Saturday, August 18, 2007

Some days....

Some days it's difficult to find the words to blog with. Other days there isn't enough time to write it all down. Sometimes enjoyable, other times a chore. Relentlessly I plug away, bashing the keys and allowing thoughts to become tangible.

Today is an easy day.

I'm recording some programmes from my Sky+ machine onto some DVD discs - namely a bunch of Doctor Who series two episodes. It's about six thirty in the evening. Inbetween babysitting the recording sessions, I go to make coffee.

Outside it's grey. Drizzly rain, pale grey clouds, wet stone slabs.

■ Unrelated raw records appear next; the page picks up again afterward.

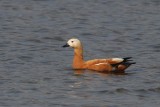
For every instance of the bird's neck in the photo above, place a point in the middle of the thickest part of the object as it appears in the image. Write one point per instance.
(78, 58)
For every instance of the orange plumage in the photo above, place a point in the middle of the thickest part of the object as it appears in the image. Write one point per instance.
(101, 65)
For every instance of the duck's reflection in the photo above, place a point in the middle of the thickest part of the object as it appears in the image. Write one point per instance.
(81, 72)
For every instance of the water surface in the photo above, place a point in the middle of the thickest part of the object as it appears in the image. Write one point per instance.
(35, 71)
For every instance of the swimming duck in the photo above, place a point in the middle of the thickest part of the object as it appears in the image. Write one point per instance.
(106, 65)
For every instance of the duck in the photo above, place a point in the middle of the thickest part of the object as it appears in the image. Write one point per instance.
(106, 65)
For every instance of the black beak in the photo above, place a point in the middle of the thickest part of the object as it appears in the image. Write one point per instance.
(66, 45)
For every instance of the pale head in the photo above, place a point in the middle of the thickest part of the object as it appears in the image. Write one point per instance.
(74, 43)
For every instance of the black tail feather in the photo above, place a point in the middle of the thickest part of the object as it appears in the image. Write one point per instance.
(127, 61)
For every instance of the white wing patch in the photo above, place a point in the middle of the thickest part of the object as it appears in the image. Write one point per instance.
(117, 59)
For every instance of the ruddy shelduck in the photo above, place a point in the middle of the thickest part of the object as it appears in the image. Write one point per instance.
(107, 65)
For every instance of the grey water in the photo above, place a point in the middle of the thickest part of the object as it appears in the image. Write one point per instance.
(35, 71)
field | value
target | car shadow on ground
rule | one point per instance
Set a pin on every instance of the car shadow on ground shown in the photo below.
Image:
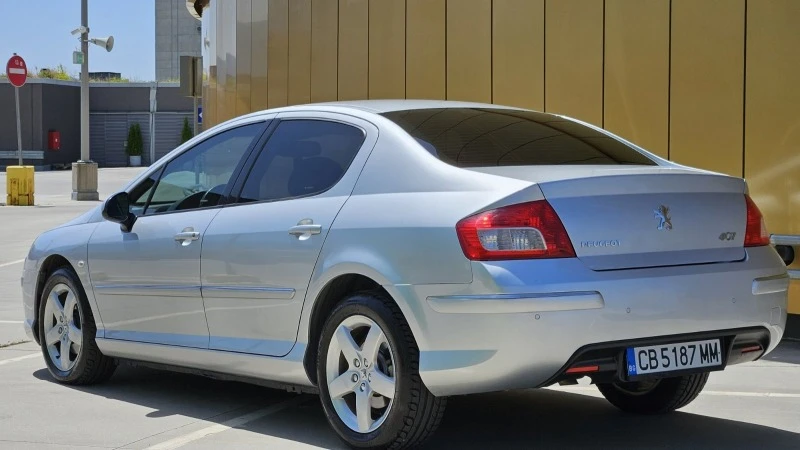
(788, 351)
(509, 420)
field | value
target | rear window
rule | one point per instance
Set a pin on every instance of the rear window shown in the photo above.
(475, 137)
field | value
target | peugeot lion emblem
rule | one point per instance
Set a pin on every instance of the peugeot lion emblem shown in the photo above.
(664, 220)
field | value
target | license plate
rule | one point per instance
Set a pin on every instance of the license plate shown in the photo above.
(671, 357)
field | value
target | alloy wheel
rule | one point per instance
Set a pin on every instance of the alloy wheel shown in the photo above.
(360, 372)
(63, 333)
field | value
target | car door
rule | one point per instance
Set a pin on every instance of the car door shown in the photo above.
(258, 255)
(147, 281)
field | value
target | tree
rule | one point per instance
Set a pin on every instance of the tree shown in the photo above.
(186, 132)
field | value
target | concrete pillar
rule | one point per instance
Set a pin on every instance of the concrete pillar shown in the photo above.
(84, 181)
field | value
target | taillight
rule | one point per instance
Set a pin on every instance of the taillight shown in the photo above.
(756, 233)
(521, 231)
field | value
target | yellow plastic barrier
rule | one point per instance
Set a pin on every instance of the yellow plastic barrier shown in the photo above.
(19, 185)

The kettle is boiling, and in the interim period (where I am sure I would have smoked a cigarette in a previous incarnation) I pick up a bamboo skewer and rake it across the metal of a kitchen draining device. An improvised percussive instrument.

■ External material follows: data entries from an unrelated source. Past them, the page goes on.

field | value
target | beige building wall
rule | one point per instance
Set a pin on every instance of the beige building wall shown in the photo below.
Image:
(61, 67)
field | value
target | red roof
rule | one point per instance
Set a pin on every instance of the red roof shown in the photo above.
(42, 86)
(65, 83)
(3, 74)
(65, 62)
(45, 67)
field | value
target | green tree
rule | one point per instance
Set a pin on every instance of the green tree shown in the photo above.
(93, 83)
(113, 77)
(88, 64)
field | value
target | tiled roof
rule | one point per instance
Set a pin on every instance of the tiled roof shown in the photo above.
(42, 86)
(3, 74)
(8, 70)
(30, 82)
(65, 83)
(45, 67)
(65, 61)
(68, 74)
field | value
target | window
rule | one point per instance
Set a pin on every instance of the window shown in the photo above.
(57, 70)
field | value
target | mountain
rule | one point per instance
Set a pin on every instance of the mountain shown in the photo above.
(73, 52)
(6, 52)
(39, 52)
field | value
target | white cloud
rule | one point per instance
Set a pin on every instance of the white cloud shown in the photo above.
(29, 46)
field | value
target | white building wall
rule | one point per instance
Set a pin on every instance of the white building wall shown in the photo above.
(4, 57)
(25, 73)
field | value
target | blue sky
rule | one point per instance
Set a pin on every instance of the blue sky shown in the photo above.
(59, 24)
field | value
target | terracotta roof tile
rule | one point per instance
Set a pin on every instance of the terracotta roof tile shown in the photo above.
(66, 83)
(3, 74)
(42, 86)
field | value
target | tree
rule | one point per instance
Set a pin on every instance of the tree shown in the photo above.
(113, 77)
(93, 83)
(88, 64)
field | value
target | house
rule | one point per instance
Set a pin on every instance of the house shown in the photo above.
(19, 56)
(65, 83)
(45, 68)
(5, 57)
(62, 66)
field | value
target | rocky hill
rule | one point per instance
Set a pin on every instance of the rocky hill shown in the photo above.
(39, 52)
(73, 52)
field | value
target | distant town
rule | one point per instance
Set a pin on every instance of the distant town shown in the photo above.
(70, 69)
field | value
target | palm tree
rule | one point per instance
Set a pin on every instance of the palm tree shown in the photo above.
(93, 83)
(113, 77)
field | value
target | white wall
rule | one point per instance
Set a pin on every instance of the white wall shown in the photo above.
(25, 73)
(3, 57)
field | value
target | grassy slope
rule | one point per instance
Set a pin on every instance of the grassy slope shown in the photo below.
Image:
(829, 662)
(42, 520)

Outside the window, in the shrubs and ferns of my garden, I fix my eyes, searching for the tell tale shudders that indicate the presence of a feathered friend. I watch a sparrow fly under a shrub and turn and fly straight back out again. Something or someone disagreed with the little chap. I drop the bamboo skewer and crane my neck and strain my eyes for a sign of what else could be in there.

The smallest of garden birds comes into view. About the size of a very small mouse, and the same colour, it's the wren. My favourite garden visitor (besides the hedgehogs of course). I watch the little wren as it perches on a plant pot and takes a sip of rainwater. It drops down onto the slimy Yorkshire stone flags in front of my kitchen window. Out of sight.

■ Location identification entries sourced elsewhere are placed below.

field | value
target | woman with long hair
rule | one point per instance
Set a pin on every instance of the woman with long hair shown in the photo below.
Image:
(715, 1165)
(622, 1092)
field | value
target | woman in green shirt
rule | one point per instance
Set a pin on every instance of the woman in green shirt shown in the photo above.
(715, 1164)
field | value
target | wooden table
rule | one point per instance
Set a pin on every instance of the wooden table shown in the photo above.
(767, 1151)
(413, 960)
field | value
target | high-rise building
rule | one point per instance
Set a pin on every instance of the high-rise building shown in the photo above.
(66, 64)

I move across to the end of the windows, and see the bird on the floor. The wren is taking a bath in a small pool of water that's collected in the worn corner of a stone paving slab. The water no deeper than a couple of millimetres is ample for this tiny creature.

Awesome. Priceless.

The bird finishes its bath and hops up onto a ladder. Feathers puffed out, it's now about the size of a golfball. I can see the little spots on the feathers and a droplet of water on the end of her beak. She shudders the spray of water off and flies away.

1 comment:

  1. you. are. a. truly. great. bird. watcher. perhaps. the. greatest. of. them. all. move. over. bill. oddie. you. should. be. on. springwatch.